Versioning is the act of assigning a label to a software package (whatever from a single file to a complex application). You surely are used to maven version scheme, and maybe heard about Semantic Versioning (SemVer for friends). But anything labelling software units in order can be understood as versioning: Timestamps, Commit id trees, or just numbers or strings.
One may question the need for versioning. If you only need the latest “state” for your product, you are right, you don’t need versioning at all. Sadly, you will be missing a lot of interesting capabilities:
- History of changes until the current state was reached
- Ability to roll back to a previous state
- Having multiple states simultaneously for the same unit
Sometimes those capabilities are mandatory, hence versioning is a need.
You probably realised I used several words to refer the same idea: unit, package, component, product… Those all mean the same here: something resulting from a development process, that can be stored as one (or many) files. In fact, when many files are joined into a single file, the result is named a ‘package’, and this is the most common name you will find here.
The fact of assigning a version to a package is named, indeed, versioning.

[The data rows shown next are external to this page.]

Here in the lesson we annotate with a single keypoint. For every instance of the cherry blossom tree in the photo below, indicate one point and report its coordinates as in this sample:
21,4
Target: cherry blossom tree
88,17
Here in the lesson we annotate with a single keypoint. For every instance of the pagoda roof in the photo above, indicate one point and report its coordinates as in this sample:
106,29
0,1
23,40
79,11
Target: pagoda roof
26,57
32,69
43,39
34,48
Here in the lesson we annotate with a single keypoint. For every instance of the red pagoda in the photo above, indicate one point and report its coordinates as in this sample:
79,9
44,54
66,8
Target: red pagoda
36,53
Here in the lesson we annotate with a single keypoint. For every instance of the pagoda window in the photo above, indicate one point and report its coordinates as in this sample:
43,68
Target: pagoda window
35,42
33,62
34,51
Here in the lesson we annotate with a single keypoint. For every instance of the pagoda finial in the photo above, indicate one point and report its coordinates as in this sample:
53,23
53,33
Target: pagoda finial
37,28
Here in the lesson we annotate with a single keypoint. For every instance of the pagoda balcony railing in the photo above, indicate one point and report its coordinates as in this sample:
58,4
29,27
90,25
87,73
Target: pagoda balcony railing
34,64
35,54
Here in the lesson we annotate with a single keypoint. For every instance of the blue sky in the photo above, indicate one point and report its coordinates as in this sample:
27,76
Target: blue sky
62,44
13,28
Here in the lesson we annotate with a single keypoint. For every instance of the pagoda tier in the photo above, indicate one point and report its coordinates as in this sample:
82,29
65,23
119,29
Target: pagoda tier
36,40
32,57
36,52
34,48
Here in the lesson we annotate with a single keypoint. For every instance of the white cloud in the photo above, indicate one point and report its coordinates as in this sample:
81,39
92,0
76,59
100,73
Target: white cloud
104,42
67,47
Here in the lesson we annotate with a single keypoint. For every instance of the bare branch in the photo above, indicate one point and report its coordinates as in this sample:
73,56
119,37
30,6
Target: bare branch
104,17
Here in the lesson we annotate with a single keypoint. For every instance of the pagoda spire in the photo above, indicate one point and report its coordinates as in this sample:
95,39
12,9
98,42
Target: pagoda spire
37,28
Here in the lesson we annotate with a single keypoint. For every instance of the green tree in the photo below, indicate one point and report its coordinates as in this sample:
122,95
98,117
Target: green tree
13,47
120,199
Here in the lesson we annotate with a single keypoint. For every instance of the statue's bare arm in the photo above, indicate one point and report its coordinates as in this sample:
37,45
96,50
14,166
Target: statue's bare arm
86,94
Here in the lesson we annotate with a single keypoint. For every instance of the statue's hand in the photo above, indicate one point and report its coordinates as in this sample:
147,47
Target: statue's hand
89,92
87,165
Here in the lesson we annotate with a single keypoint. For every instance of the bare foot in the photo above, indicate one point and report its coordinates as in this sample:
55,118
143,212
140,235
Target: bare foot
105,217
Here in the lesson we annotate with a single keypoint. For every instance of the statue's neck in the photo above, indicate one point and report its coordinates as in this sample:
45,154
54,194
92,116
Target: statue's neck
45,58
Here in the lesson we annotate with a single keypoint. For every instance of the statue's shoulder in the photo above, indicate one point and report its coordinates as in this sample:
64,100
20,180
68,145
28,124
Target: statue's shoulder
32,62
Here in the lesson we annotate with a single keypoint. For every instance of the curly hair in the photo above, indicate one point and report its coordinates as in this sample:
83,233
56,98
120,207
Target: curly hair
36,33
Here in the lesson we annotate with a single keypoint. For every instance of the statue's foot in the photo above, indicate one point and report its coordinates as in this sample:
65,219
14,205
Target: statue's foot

And the union of a package and a version is called ‘artifact’.
Once we have all names clear, I can drop here what for me is one of the most important and complicated questions every software developer should have in mind: how many (and what) artifacts will compose my application?
Let me try to describe the most common cases:
The simplest case is when the application is just a package of code. Maybe is compiled code, or maybe is plain code to be interpreted. No matter what language or paradigm, the simplest case will only need a simple version. And every time code is changed, and those changes have mass enough, a new version is generated.
A version here may be a snapshot of a code repository, a zipped package, a commit id… whatever status holder that can be identified and retrieved.
But most of the time just code is not enough. Code usually depend on third-party libraries (more code). And guess how these dependencies (artifacts) are identified? Versions. So now we have not a single version (for the code), but a collection of versions (code plus dependencies).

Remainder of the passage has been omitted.